# Geothermal heating/cooling?



## Badfish740 (Oct 29, 2006)

I was wondering if anyone on this board had any experience with geothermal? I live in the Northeastern U.S. (New Jersey) so I don't know if that is a factor, but what I've heard about geothermal sounds great as far as simplicity and energy usage. I've also heard about systems that use ponds instead of the the ground which I'd be interested in learning the pros and cons of. One thing I haven't been able to find on any website is actual cost. How large/expensive of a system would it take to heat and cool a 1500 SF home? Also, I'd like to install a corn burning furnace for supplemental heat as I'm assuming that the geothermal wouldn't be enough in the dead of winter here where we can have solid weeks of single digit temperatures. 
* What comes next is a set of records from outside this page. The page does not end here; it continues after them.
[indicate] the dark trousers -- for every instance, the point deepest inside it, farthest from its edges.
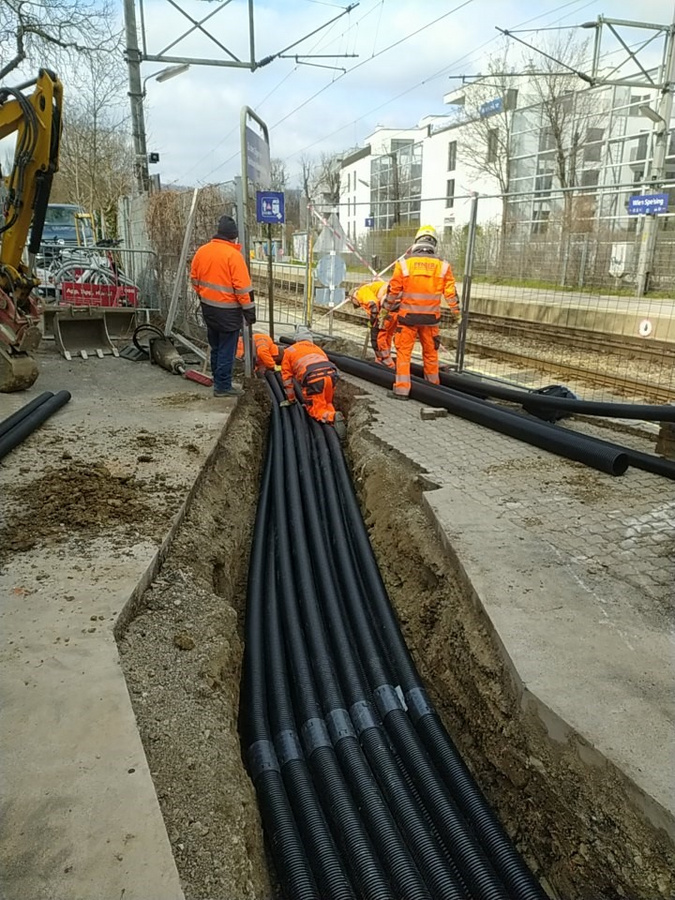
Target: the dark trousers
(223, 346)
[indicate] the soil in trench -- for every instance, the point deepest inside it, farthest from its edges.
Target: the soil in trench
(182, 656)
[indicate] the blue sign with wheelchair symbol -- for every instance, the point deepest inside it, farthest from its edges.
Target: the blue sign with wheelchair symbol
(270, 207)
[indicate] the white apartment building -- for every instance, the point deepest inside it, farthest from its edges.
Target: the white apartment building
(424, 175)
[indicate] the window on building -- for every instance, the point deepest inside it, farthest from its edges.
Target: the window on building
(593, 146)
(540, 219)
(590, 177)
(493, 145)
(546, 139)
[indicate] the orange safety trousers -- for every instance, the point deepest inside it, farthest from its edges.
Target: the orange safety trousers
(318, 399)
(382, 338)
(406, 335)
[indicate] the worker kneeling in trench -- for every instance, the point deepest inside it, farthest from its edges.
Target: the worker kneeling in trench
(307, 364)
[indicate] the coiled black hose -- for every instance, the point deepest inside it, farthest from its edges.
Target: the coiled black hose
(9, 423)
(506, 861)
(27, 425)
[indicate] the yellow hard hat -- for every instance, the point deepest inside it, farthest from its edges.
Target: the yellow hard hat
(426, 232)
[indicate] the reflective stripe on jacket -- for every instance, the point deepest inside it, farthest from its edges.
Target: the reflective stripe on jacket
(306, 363)
(416, 289)
(370, 296)
(265, 351)
(222, 281)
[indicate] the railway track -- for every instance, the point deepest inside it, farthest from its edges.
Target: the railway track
(584, 341)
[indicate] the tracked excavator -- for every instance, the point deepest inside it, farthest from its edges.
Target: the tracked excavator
(35, 116)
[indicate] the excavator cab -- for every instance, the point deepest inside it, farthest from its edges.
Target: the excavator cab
(36, 119)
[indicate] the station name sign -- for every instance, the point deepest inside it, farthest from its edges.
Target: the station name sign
(647, 204)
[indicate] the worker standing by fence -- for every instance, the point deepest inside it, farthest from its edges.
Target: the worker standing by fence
(222, 280)
(420, 281)
(369, 297)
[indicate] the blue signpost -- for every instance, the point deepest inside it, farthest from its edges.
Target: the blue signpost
(647, 204)
(269, 207)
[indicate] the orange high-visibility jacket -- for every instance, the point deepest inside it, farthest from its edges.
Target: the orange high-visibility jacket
(370, 296)
(222, 281)
(416, 289)
(305, 362)
(265, 351)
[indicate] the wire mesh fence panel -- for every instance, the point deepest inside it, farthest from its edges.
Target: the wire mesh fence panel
(167, 219)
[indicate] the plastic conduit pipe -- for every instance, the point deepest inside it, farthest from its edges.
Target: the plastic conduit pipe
(438, 870)
(31, 422)
(9, 423)
(357, 847)
(466, 851)
(289, 855)
(468, 385)
(505, 859)
(532, 431)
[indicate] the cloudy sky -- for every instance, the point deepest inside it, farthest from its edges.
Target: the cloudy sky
(406, 51)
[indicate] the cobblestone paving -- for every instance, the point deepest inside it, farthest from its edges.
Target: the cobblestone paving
(621, 527)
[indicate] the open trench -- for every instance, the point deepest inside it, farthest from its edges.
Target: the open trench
(182, 657)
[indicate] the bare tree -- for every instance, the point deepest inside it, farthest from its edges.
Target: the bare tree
(53, 30)
(569, 117)
(487, 133)
(94, 168)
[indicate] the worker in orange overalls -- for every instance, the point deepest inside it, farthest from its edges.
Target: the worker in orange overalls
(382, 324)
(307, 364)
(420, 281)
(222, 281)
(267, 354)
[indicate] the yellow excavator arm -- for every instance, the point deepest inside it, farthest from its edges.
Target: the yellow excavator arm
(36, 119)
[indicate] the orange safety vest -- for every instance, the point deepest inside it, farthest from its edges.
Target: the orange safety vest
(308, 364)
(220, 277)
(265, 351)
(417, 287)
(370, 296)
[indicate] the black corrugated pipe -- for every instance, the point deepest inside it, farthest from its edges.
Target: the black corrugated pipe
(282, 832)
(334, 728)
(532, 431)
(474, 386)
(9, 423)
(471, 861)
(503, 855)
(33, 420)
(636, 458)
(434, 862)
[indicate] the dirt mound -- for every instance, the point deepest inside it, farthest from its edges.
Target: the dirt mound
(76, 497)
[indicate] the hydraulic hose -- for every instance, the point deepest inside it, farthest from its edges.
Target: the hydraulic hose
(532, 431)
(501, 852)
(27, 425)
(476, 387)
(471, 861)
(9, 423)
(284, 838)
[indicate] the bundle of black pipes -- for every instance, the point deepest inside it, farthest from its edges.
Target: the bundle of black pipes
(593, 451)
(361, 790)
(16, 428)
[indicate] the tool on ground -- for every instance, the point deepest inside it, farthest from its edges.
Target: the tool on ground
(36, 119)
(161, 352)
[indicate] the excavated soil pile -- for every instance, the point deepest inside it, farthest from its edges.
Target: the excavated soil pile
(78, 498)
(573, 822)
(182, 656)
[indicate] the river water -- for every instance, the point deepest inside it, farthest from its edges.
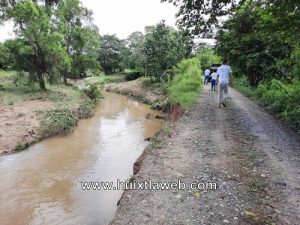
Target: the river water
(42, 185)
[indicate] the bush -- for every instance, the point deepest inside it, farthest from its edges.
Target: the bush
(133, 75)
(281, 99)
(185, 86)
(93, 92)
(58, 121)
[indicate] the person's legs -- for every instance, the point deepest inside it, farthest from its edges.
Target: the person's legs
(220, 97)
(213, 85)
(225, 91)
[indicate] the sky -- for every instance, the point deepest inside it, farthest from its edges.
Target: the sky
(120, 17)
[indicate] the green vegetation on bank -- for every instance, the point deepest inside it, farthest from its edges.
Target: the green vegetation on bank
(67, 104)
(185, 86)
(282, 100)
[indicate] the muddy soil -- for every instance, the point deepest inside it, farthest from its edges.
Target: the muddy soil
(252, 157)
(137, 90)
(19, 123)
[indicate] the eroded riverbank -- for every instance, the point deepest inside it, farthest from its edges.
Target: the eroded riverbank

One day I'd also like to install solar panels as well but that's another post...


----------



## #CARRIERMAN (Oct 18, 2006)

Hi Badfish740 I am an advocate for heat pumps, thats why I chose to NATE certify in them. Geothermal heat pumps are the most efficient form of mechanical heating or cooling on the planet. If you chose to go with one make sure you spend the money to get the R-410A equipped unit. To help get you started here are some websites to do your research with. When you get done if you have any questions let me know and I will answer them for you. www.fhp-mfg.com, www.climatemaster.com. Good luck Rusty


----------



## geo fan (Jun 12, 2008)

*you wont need sup. heat*

geothermal systems especialy the dx (direct exchange) using refrigerent in the ground as aposed to an open loop pump and dump system or a closed loop water source . the dx are more eff less to maintain and 1 unit would be enough not only to heat you house through winter ( I have installed in northern ct) but handle the hot water as well or at least the vast majority of it , I do like to see a second stage on the hot water if prioriaty is used if desuperheaters are used the help with the hot water in the summer only. any way I am currently sizing my parents house to install one there . the price I have ben able to get for them is 20k for a system i just discribed. there is a comp. called abvanced geothermal technologys out of penn. they are doing all the ground taps (life time warrantte) and tieing into the geo unit supplyed by them for 16k the rest can be handled by a trained hvac guy. also research incentives in ct geo systems are sales tax exempt plus a 500 rebate per ton plus property tax excempt on the increase in assesment plus the federal tax right off and a bunch others the company you hire should handle all that for you but you need to make sure they know about all of them.


----------



## bunlacken (Nov 18, 2008)

*geothermal*

I am also from NJ but the Toms River area and believe me Geothermal will be more than adequate to heat your home if sized properly... get a couple of estimates and include supplemental electric heat (designed in the system) for the time you have an emergency, just as you have towing for your car it's a good idea.
Pump and dump is the least expensive but loop systems are also great, there is a giant loop system in Richard Stockton College near Atlantic city.. Is worth a visit if you are ever close by.
If you need encouragement e-mail me.


----------



## pachai (Sep 14, 2009)

*Following up on geo in NJ*

I was wondering how things worked out for the folks in NJ. I have met a couple of installers, but noone talked about what seems a good idea in my area: pump-and-dump. I am probably 50' above the water table. One neighbor has a well that is 200'. Much less expensive than 700' of boreholes.

Thanks


----------



## bunlacken (Nov 18, 2008)

*geothermal*

Do what works best in your area. Most installers will opt for the latest technology but the pump & dump will work every time. As the customer the choice is always yours and possibly dictated by cost factors. As long as your town allows it and no laws are broken pump & dump is great.:thumbsup:


----------



## hvac5646 (May 1, 2011)

old thread guys...


----------